Frachtschiff von deutscher Reederei von Piraten überfallen

Das Firmenschild der Reederei MC-Schiffahrt. Piraten haben ein Frachtschiff der Hamburger Reederei vor der Küste Kameruns überfallen.
Foto: Markus Scholz, dpa

Ein Frachter einer deutschen Reederei ist vor der Westküste Afrikas von Piraten überfallen worden. Die Seeräuber haben mehrere Besatzungsmitglieder verschleppt.

Vor der Küste Kameruns haben Piraten ein Frachtschiff einer deutschen Reederei überfallen und mehrere Seeleute entführt. Wie das Hamburger Unternehmen MC-Schiffahrt auf seiner Homepage mitteilte, kamen die Seeräuber in der Nacht zum Donnerstag an Bord der "MarMalaita", die in der Millionenstadt Duala vor Anker lag. Die Piraten hätten acht der zwölf Besatzungsmitglieder mitgenommen. Nach Informationen der Deutschen Presse-Agentur sind die Crewmitglieder möglicherweise nach Nigeria verschleppt worden. 

Drei der Entführten sind Russen, wie das Außenministerium in Moskau mitteilte.
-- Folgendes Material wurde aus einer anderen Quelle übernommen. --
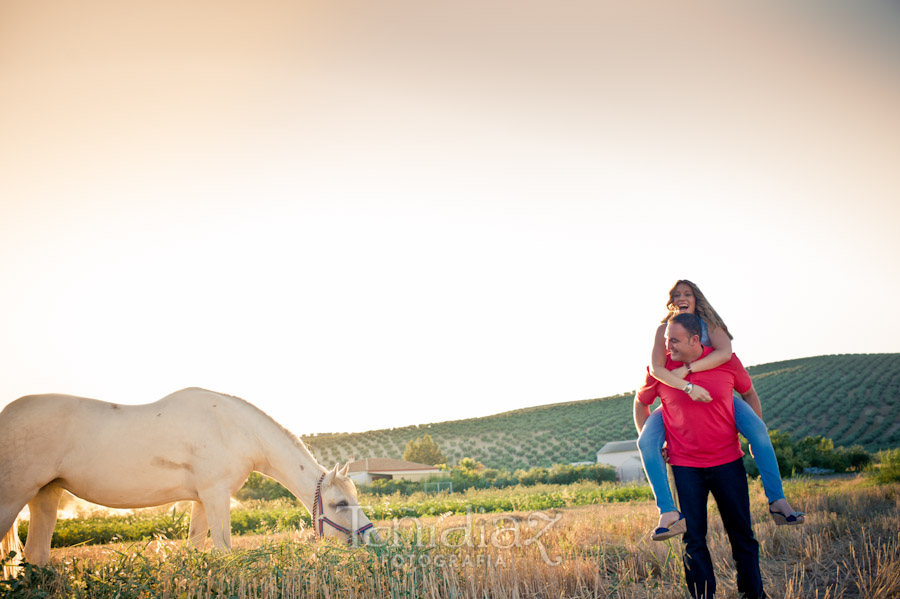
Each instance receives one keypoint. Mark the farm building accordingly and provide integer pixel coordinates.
(626, 458)
(365, 471)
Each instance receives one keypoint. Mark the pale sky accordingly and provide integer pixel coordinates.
(367, 214)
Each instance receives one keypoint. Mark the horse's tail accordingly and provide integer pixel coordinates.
(11, 543)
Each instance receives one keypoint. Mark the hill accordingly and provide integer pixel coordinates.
(852, 399)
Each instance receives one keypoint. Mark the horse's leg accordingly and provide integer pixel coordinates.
(217, 505)
(40, 529)
(199, 526)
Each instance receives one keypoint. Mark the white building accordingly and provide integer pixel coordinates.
(626, 459)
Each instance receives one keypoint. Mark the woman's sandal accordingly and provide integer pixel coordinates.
(676, 528)
(792, 519)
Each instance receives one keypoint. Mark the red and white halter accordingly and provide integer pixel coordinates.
(319, 519)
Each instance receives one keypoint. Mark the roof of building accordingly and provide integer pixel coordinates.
(619, 446)
(387, 465)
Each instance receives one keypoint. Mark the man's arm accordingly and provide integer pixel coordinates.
(641, 413)
(752, 398)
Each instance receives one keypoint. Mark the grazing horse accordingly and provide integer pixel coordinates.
(194, 445)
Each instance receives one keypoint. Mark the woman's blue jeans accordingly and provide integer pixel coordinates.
(653, 435)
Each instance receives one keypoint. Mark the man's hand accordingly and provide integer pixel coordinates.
(698, 393)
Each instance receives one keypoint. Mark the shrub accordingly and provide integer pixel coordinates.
(888, 470)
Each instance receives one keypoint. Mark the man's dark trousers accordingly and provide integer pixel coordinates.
(728, 484)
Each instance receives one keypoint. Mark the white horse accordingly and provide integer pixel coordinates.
(193, 445)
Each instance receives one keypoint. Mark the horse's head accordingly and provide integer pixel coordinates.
(336, 512)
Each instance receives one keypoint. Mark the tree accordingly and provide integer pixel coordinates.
(424, 451)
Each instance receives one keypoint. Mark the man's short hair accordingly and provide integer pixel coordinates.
(690, 322)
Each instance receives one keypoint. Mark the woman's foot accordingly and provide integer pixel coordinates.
(783, 514)
(667, 519)
(670, 525)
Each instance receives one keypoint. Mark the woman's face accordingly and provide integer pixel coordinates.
(683, 299)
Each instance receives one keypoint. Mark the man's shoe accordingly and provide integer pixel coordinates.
(676, 528)
(792, 519)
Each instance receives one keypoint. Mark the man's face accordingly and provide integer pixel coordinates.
(681, 347)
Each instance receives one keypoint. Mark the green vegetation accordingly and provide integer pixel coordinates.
(262, 517)
(888, 468)
(848, 548)
(810, 453)
(851, 399)
(423, 450)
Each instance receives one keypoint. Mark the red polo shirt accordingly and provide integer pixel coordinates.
(700, 434)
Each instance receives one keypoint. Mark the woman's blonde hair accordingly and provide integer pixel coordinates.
(701, 307)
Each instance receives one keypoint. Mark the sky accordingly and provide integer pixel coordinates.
(370, 214)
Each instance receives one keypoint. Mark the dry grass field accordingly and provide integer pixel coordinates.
(849, 548)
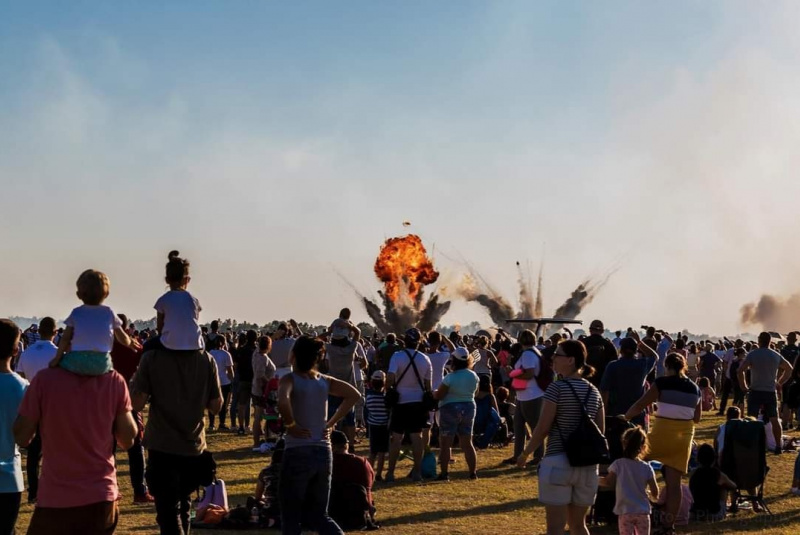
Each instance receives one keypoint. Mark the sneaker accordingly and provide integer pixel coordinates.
(143, 498)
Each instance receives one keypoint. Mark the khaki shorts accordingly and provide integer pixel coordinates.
(562, 484)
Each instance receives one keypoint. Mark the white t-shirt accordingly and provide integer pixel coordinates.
(224, 360)
(181, 320)
(529, 361)
(438, 361)
(36, 358)
(408, 387)
(93, 328)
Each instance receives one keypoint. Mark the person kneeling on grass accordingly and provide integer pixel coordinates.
(456, 397)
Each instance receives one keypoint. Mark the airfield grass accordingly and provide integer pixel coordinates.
(502, 500)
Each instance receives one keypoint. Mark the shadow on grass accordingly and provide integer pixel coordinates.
(431, 516)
Zur Nationalität der übrigen Crewmitglieder gab es zunächst keine Informationen. "Wir stehen mit den Familien unserer Seeleute in Kontakt und hoffen, die Situation schnellstmöglich lösen zu können", teilte die Reederei am Samstag mit. Man kooperiere in dem Fall mit allen relevanten Behörden. 

Nach Angaben des International Maritime Bureau (IMB), das Kriminalitätsfälle auf den Weltmeeren erfasst, gab es nur etwa eine Stunde zuvor in der Region einen ganz ähnlichen Überfall. Dabei enterten die Piraten einen Massengutfrachter, stahlen Eigentum der Crew und des Schiffseigners und nahmen neun Besatzungsmitglieder mit.

Piraten wollen Lösegeld für verschleppte Seeleute erpressen

Normalerweise würden die Gefangenen von Kamerun nach Nigeria verschleppt, sagte IMB-Direktor Pottengal Mukundan am Samstag der Deutschen Presse-Agentur in London. Dort müssten sie ausharren, bis die Verhandlungen um das Lösegeld beendet seien. Details zu den aktuellen Fällen wollte er aber aus Sicherheitsgründen nicht nennen.

Piratenüberfälle kommen sehr häufig an der Küste Westafrikas vor. Nach Angaben des Auswärtigen Amts besteht vielerorts in Kamerun ein hohes Entführungsrisiko. Erst Mitte Juli war ein türkischer Frachter auf der Fahrt von Kamerun zur Elfenbeinküste vor der Küste Nigerias attackiert worden. Bei diesem Angriff hatten die Piraten zehn Besatzungsmitglieder entführt.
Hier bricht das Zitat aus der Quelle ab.